- Film poster
- Genre: Horror
- Written by: Chris Stokes
- Directed by: Chris Stokes
- Starring: Marques Houston; Omarion; Alexis Fields; Amanda Lee;
- Composers: Tony Scott; Ceiri Torjussen;
- Country of origin: United States
- Original language: English

Production
- Executive producer: Ketrina Askew
- Producers: Juanita Charles; Annette A. Howard; Sherri James; Jerome Jones; Chris Stokes; Juanita Stokes;
- Cinematography: Chris Tufty
- Editor: Peter Devaney Flanagan
- Running time: 100 minutes
- Production companies: Basement Films; Christopher Brian Films; Franchise Boys Films; The Ultimate Group Films;

Original release
- Network: BET
- Release: October 31, 2007

Related
- Somebody Help Me 2

= Somebody Help Me (film) =

2007 horror television film by Chris Stokes

Somebody Help Me is a 2007 American horror television film starring Marques Houston and Omarion, written and directed by their music producer, Chris Stokes.

The film premiered on BET on October 31, 2007, and was released on DVD in United States on November 13, 2007.

==Plot==
Somebody Help Me is the story of Brendan Young (Marques Houston) and Darryl Jennings (Omarion Grandberry) as they head off with their girlfriends, respectively Serena (Brooklyn Sudano) and Kimmy (Alexis Fields), and friends for a weekend's stay at a remote cabin in the woods. After the couples settle in, things take an eerie turn. One by one, the group ends up missing or dead, while the remaining few are forced to band together to figure out who or what is behind these killings.

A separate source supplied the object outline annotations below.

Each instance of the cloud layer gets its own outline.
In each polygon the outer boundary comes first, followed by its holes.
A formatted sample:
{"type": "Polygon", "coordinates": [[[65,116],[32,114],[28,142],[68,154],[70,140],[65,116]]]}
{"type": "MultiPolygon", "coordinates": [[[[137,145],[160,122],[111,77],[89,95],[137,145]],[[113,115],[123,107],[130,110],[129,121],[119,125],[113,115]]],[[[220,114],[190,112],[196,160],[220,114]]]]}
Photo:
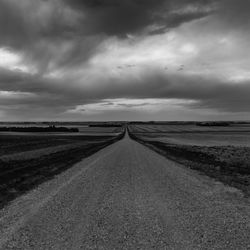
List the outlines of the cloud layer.
{"type": "Polygon", "coordinates": [[[0,119],[248,119],[249,9],[245,0],[2,0],[0,119]]]}

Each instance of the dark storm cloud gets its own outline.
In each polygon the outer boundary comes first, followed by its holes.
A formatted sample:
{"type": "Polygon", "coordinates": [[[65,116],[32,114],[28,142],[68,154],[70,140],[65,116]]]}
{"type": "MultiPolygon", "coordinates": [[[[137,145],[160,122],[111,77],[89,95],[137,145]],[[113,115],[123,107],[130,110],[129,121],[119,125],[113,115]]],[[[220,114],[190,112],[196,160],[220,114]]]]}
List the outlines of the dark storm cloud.
{"type": "MultiPolygon", "coordinates": [[[[196,101],[187,104],[192,108],[247,112],[248,81],[232,84],[216,76],[166,76],[145,70],[140,78],[100,78],[85,87],[85,79],[67,72],[83,68],[109,37],[161,34],[208,15],[216,25],[245,32],[249,10],[248,0],[0,0],[0,48],[14,51],[36,69],[31,74],[0,68],[0,108],[24,117],[36,116],[37,110],[53,117],[103,99],[177,98],[196,101]],[[57,70],[65,78],[45,76],[57,70]]],[[[121,104],[127,109],[135,105],[121,104]]]]}
{"type": "Polygon", "coordinates": [[[198,8],[208,5],[208,1],[202,0],[64,1],[86,15],[84,18],[87,27],[89,27],[89,29],[87,28],[89,32],[118,36],[126,36],[129,33],[141,31],[150,25],[172,28],[208,14],[207,11],[198,8]],[[176,8],[181,9],[192,4],[197,6],[197,13],[171,13],[176,8]]]}
{"type": "MultiPolygon", "coordinates": [[[[74,109],[77,105],[119,98],[193,100],[195,103],[187,104],[186,107],[227,112],[248,112],[250,109],[250,82],[229,84],[218,79],[192,75],[166,76],[160,73],[148,73],[140,80],[130,78],[103,81],[102,84],[90,88],[84,86],[73,88],[68,86],[67,82],[53,82],[50,79],[18,74],[18,72],[5,72],[4,77],[1,72],[0,75],[0,89],[10,94],[1,99],[0,105],[3,110],[8,109],[10,113],[11,107],[15,110],[16,106],[20,105],[20,109],[56,114],[74,109]],[[6,84],[6,80],[9,84],[6,84]]],[[[113,105],[112,101],[107,103],[106,106],[113,105]]],[[[138,105],[148,104],[145,102],[138,105]]],[[[122,103],[121,106],[130,109],[136,107],[136,104],[122,103]]]]}
{"type": "Polygon", "coordinates": [[[41,74],[81,67],[108,36],[126,38],[149,26],[155,26],[151,34],[165,32],[208,14],[198,7],[193,13],[172,13],[190,4],[203,6],[207,1],[2,0],[0,47],[22,54],[41,74]]]}

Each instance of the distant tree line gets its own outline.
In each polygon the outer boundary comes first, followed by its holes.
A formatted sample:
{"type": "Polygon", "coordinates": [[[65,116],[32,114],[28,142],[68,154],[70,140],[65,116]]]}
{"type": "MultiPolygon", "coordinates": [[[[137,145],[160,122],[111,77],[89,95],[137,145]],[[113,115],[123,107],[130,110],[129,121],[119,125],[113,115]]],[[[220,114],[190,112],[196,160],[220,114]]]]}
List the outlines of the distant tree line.
{"type": "Polygon", "coordinates": [[[201,127],[228,127],[230,122],[197,122],[196,126],[201,127]]]}
{"type": "Polygon", "coordinates": [[[79,132],[78,128],[56,127],[54,125],[49,127],[0,127],[1,132],[79,132]]]}
{"type": "Polygon", "coordinates": [[[120,128],[122,127],[122,124],[108,124],[108,123],[104,123],[104,124],[90,124],[89,127],[96,127],[96,128],[120,128]]]}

The murderer kills his victims by slicing off parts of their bodies. The killings in order include: Barbara (Jessica Friedman) having part of her head sliced, Andrea (Amanda Fetters) having her entire scalp ripped off, Mike (Garristone Koch), Barbara's boyfriend having his eyes and fingernails ripped out, the sheriff having his throat slit, and Ken (Luke Fryden), Andrea's boyfriend having his teeth ripped out then being smothered to death. Nicole (Jessica Szohr) dies from an asthma attack when the man does not give her an inhaler.

The killer's granddaughter, Daisy (Brittany Oaks), sings "Ring around the Rosie" throughout the movie, and helps Brendan free the others in the end. Three of the teenagers end up dead, and Olsen comes in time to save Brendan and free Serena, Darryl, Kimmy, and Nicole's boyfriend, Seth (Christopher Jones).

The last scene is the murderer and Daisy having their car searched and the policeman letting him go as Daisy sings "Ring Around The Rosie" again.

==Cast==
- Marques Houston as Brendan
- Omarion as Darryl Jennings
- Brooklyn Sudano as Serena
- Alexis Fields as Kimmy
- Sonny King as Corbin
- Brittany Oaks as Daisy
- Stephen Snedden as Deputy Adams
- Christopher Jones as Seth
- Jessica Szohr as Nicole
- Luke Frydenger as Ken Thomas
- Jessica Friedman as Barbara Hilton
- Amanda Lee as Andrea
- Garristone Koch as Mike
- Donna DuPlantier as Nurse
- Irene Stokes as Store Clerk
- Todd Thomas as Officer, Road Block
- Jim Wilkey as Sheriff Bob
- John Wiltshire as Olsen
- Devonne Burch as Sean

==Sequel==
A sequel, Somebody Help Me 2, premiered on BET on October 29, 2010.